Previously, Sarah was the Chief of Staff and Head of Policy to Professor Mariana Mazzucato at IIPP, overseeing a portfolio of economic policy projects and partnerships that spanned the globe, focused on industrial and innovation strategies oriented around carbon emissions reduction, housing, health, food security, and other policy challenges. Before joining IIPP, Sarah was the Director of Policy + Research at the Brookfield Institute for Innovation + Entrepreneurship at Toronto Metropolitan University, where she led the development of a research agenda aimed at building an inclusive innovation-driven economy in Canada and oversaw the work of an interdisciplinary team of economists, social scientists and designers.
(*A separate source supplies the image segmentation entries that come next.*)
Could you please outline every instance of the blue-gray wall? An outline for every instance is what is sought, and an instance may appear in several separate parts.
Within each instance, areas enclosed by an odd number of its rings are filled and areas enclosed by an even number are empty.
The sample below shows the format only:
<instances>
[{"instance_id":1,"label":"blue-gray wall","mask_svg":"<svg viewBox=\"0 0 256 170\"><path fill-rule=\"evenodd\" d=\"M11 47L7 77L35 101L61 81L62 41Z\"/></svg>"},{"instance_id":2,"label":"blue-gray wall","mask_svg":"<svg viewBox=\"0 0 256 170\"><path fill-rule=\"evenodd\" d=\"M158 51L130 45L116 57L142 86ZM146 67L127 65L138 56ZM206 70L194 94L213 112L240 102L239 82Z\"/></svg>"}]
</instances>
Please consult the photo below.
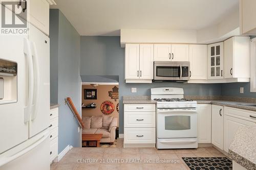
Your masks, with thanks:
<instances>
[{"instance_id":1,"label":"blue-gray wall","mask_svg":"<svg viewBox=\"0 0 256 170\"><path fill-rule=\"evenodd\" d=\"M244 93L240 93L240 87L244 87ZM222 84L222 95L256 98L256 93L250 92L250 83Z\"/></svg>"},{"instance_id":2,"label":"blue-gray wall","mask_svg":"<svg viewBox=\"0 0 256 170\"><path fill-rule=\"evenodd\" d=\"M70 97L81 114L80 35L58 9L50 11L51 102L59 107L58 153L68 145L79 147L79 125L65 104ZM57 91L56 91L57 90ZM57 99L56 101L56 99Z\"/></svg>"},{"instance_id":3,"label":"blue-gray wall","mask_svg":"<svg viewBox=\"0 0 256 170\"><path fill-rule=\"evenodd\" d=\"M218 84L125 83L124 48L120 47L120 37L81 36L80 67L81 75L119 76L120 133L123 133L123 106L121 104L123 95L150 95L150 88L160 87L182 87L185 95L221 94L221 85ZM131 87L137 87L137 92L132 93Z\"/></svg>"}]
</instances>

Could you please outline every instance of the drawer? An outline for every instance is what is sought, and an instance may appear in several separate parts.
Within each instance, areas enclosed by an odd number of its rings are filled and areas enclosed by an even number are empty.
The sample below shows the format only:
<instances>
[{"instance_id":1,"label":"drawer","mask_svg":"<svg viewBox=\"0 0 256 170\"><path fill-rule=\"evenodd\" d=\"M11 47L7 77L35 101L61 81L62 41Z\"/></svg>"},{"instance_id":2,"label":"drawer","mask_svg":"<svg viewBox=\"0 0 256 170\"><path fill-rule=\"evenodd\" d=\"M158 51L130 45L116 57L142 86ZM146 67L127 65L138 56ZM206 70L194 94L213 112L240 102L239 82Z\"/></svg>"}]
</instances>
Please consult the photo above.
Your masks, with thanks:
<instances>
[{"instance_id":1,"label":"drawer","mask_svg":"<svg viewBox=\"0 0 256 170\"><path fill-rule=\"evenodd\" d=\"M124 143L155 143L156 128L124 128Z\"/></svg>"},{"instance_id":2,"label":"drawer","mask_svg":"<svg viewBox=\"0 0 256 170\"><path fill-rule=\"evenodd\" d=\"M58 108L50 110L50 119L58 117L59 109Z\"/></svg>"},{"instance_id":3,"label":"drawer","mask_svg":"<svg viewBox=\"0 0 256 170\"><path fill-rule=\"evenodd\" d=\"M56 117L50 120L50 125L49 127L50 131L58 127L58 117Z\"/></svg>"},{"instance_id":4,"label":"drawer","mask_svg":"<svg viewBox=\"0 0 256 170\"><path fill-rule=\"evenodd\" d=\"M225 107L224 110L225 115L256 123L256 112L255 111L230 107Z\"/></svg>"},{"instance_id":5,"label":"drawer","mask_svg":"<svg viewBox=\"0 0 256 170\"><path fill-rule=\"evenodd\" d=\"M58 138L56 137L50 142L50 162L58 156Z\"/></svg>"},{"instance_id":6,"label":"drawer","mask_svg":"<svg viewBox=\"0 0 256 170\"><path fill-rule=\"evenodd\" d=\"M56 127L50 131L50 135L49 136L50 141L52 141L58 136L58 127Z\"/></svg>"},{"instance_id":7,"label":"drawer","mask_svg":"<svg viewBox=\"0 0 256 170\"><path fill-rule=\"evenodd\" d=\"M156 111L155 104L125 104L125 112Z\"/></svg>"},{"instance_id":8,"label":"drawer","mask_svg":"<svg viewBox=\"0 0 256 170\"><path fill-rule=\"evenodd\" d=\"M124 127L155 128L155 112L125 112Z\"/></svg>"}]
</instances>

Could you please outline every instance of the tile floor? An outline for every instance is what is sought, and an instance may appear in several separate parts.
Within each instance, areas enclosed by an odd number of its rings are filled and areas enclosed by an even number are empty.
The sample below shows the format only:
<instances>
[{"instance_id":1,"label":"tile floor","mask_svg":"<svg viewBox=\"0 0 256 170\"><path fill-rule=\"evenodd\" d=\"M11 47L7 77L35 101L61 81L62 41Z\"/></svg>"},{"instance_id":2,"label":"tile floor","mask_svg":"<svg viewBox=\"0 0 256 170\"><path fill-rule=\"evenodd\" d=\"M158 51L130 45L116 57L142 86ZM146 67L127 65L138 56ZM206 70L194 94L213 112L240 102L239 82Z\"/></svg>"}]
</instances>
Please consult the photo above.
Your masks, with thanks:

As Senior Manager at the Centre for Impact Investing at the MaRS Discovery District, she collaborated with community, government and private sector stakeholders to advance policy solutions aimed at enabling a wider spectrum of investment and business models aligned with public benefit outcomes. Sarah also worked as a civil servant in the Government of Canada, including in Canada’s Privy Council Office, developing advice for the Prime Minister on a range of policy issues, and at Citizenship and Immigration Canada. Sarah has served on several boards and advisory groups, including the Board of Directors of The Neighbourhood Group.
She is an alum of the Action Canada Fellowship and the Recruitment of Policy Leaders program, and holds a Master of Science in International Relations from the London School of Economics and Political Science, where she was a Commonwealth Scholar.